Condition Monitoring

Wartungsstrategie mit Online-Zustandsüberwachung

Mithilfe von Condition Monitoring lassen sich ungeplante Anlagenstillstände vermeiden und Reparaturen auf den günstigsten Zeitpunkt verlegen. Bei der Wahl der passenden Überwachungslösung gilt es, die eigenen Anforderungen zu ermitteln und mit der Leistung der Wunschlösung zu vergleichen.
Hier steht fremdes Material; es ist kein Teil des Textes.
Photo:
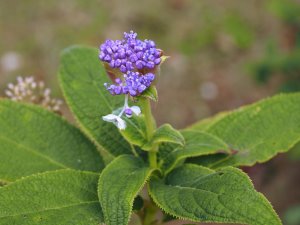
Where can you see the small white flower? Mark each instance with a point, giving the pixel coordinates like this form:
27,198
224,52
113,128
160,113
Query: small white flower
112,118
136,110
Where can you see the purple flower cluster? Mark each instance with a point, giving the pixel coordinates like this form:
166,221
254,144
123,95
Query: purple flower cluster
134,84
130,53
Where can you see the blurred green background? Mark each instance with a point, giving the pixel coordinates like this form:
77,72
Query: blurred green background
224,54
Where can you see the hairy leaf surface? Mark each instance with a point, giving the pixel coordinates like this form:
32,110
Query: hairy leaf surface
82,78
34,140
202,195
167,134
135,131
196,144
63,197
259,131
119,184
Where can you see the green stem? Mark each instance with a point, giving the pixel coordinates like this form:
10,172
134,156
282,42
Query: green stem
151,126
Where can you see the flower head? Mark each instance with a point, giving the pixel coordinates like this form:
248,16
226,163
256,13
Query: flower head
131,64
133,83
130,53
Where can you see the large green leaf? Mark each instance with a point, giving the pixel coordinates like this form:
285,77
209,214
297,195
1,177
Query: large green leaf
136,130
196,144
202,195
82,78
259,131
119,184
33,140
63,197
165,134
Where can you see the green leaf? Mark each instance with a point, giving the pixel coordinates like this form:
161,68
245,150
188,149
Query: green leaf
82,79
33,140
151,93
136,130
259,131
63,197
165,133
202,195
197,144
119,184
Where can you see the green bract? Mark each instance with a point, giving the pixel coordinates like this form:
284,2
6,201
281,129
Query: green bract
54,173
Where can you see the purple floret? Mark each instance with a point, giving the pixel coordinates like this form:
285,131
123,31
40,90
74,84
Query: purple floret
134,84
130,53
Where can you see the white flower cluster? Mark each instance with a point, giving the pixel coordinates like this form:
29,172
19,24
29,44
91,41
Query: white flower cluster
28,90
116,117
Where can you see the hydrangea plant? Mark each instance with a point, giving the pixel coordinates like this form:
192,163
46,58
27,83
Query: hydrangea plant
117,163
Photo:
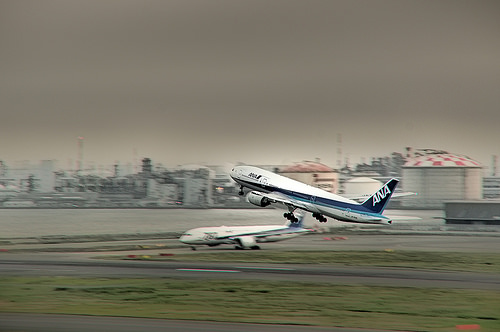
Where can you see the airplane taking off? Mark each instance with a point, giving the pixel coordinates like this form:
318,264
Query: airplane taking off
271,188
243,237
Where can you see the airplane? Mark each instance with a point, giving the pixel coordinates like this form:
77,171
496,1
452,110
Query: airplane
243,237
268,188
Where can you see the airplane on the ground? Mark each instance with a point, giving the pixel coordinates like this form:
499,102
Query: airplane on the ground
268,187
243,237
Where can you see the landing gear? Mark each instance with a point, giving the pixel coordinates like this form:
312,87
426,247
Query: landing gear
319,217
291,217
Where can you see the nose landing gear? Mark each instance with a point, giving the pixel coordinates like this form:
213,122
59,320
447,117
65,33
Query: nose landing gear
291,217
319,217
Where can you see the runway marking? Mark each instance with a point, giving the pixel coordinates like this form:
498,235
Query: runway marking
265,268
207,270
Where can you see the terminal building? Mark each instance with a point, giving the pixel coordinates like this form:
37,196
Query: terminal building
438,177
314,174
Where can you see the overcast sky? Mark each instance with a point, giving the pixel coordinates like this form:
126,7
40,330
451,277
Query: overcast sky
269,82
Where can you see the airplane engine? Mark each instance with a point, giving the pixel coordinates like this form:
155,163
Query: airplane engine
257,199
247,242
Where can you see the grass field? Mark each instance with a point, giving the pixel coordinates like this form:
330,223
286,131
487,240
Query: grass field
472,262
397,308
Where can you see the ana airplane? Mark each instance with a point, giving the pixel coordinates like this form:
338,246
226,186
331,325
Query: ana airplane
243,237
271,188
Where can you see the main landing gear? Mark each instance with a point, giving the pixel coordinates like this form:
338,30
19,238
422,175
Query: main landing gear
291,217
319,217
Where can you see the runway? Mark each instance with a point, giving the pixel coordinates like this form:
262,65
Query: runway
23,256
305,273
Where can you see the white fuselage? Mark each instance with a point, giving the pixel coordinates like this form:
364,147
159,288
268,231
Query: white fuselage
309,198
227,234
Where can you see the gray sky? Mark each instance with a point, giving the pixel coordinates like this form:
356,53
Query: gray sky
272,81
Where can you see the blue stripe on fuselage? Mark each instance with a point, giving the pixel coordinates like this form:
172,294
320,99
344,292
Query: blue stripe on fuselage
329,203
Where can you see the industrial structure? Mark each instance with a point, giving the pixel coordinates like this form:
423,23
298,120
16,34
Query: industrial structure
314,174
439,176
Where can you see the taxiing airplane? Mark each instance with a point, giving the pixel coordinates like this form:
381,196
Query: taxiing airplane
243,237
268,187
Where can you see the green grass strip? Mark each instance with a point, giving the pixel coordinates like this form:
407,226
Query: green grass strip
371,307
472,262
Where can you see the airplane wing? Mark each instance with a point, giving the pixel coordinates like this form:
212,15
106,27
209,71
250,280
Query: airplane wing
261,234
362,198
276,197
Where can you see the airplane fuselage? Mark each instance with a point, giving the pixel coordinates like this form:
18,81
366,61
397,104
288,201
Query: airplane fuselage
308,198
Bild: Signal.X Technologies

In der vom Wettbewerb bestimmten Weltwirtschaft ist eine Strategie zur vorbeugenden Wartung von Anlagen nützlich, um eine zuverlässige Produktion und die Kundenzufriedenheit sicherzustellen – zwei der wichtigsten Aspekte für einen erfolgreichen Betrieb. Die Zustandsüberwachung ist ein Bestandteil der vorbeugenden Wartung, der Informationen liefert, die für die Planung anfallender Arbeiten nötig sind. Dazu zählt, die Schlüsselindikatoren einer Messung wie Schwingungsverhalten und Stromverbrauch mit dem Verhalten im Normalzustand zu vergleichen, um festzustellen, ob sich der Zustand einer Maschine verschlechtert. Die Zustandsüberwachung umfasst auch die Datenerfassung sowie die Signalverarbeitung und -analyse, damit ein vollständiges Bild des Maschinenzustands gezeichnet werden kann.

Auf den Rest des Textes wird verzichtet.